I suppose it might be viewed in the same way someone who's been scammed might. If it's likely that she allowed her pin/online passwords to be known by a third party, I should think they'd just say tough luck and it might then be up to you to involve the police yourselves.
But it sounds as though you're reluctant to do that, and I can see why, but £30K is a lot of money.

Popuppippa · 03/06/2019 10:52

I think this is elder abuse, made worse by the fact your MIL was dying. Your BIL cannot just help himself to £30K from her bank account. I really would go to the police.

Alsohuman · 03/06/2019 11:38

The police won’t be remotely interested. As a pp pointed out, they don’t even come out for burglaries these days. Nor will the bank as the correct passwords and MiL’s phone were used. The only thing to do is reduce his share of the estate by £15k.

UrsulaPandress · 03/06/2019 11:44

Why £15k? He’s had £30k

resisterpersister · 03/06/2019 11:44

The police won’t be remotely interested. As a pp pointed out, they don’t even come out for burglaries these days. Nor will the bank as the correct passwords and MiL’s phone were used. The only thing to do is reduce his share of the estate by £15k.

This is bad advice. It may be that you need proof later that he stole it and you can't get it if you don't act on it.

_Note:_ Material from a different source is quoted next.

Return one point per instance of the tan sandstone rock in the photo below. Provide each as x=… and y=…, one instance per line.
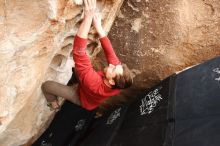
x=35, y=45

Alsohuman · 03/06/2019 11:47

He’s had £30k, half of that’s his. And it’s not bad advice, it’s reality. As long as he doesn’t get to keep money that doesn’t belong to him, no proof of the theft is necessary.

MerdedeBrexit · 03/06/2019 11:47

Except, AlsoHuman, that the £30K he pinched will not now be part of the estate, so I'm sure reducing his share of the estate by only £15k is not fair to OP's husband, but being thick, I can't actually do the calculation!

Alsohuman · 03/06/2019 11:50

Estate of £100k minus £30k = £70k = £35k each
Estate of £100k = £50k each

Difference is £15k

HTH

thecatsthecats · 03/06/2019 11:51

Alsohuman

Not true, though I won't lie, it was an endlessly horrific battle when my parents went through the same.

My gran was systematically robbed by my aunt in the years leading up to her death (she had severe dementia). The police, and the bank did get involved, were interested... But the end result was indeed nothing. Which isn't the same as saying that they weren't interested, and this is hopefully a much more straightforward case.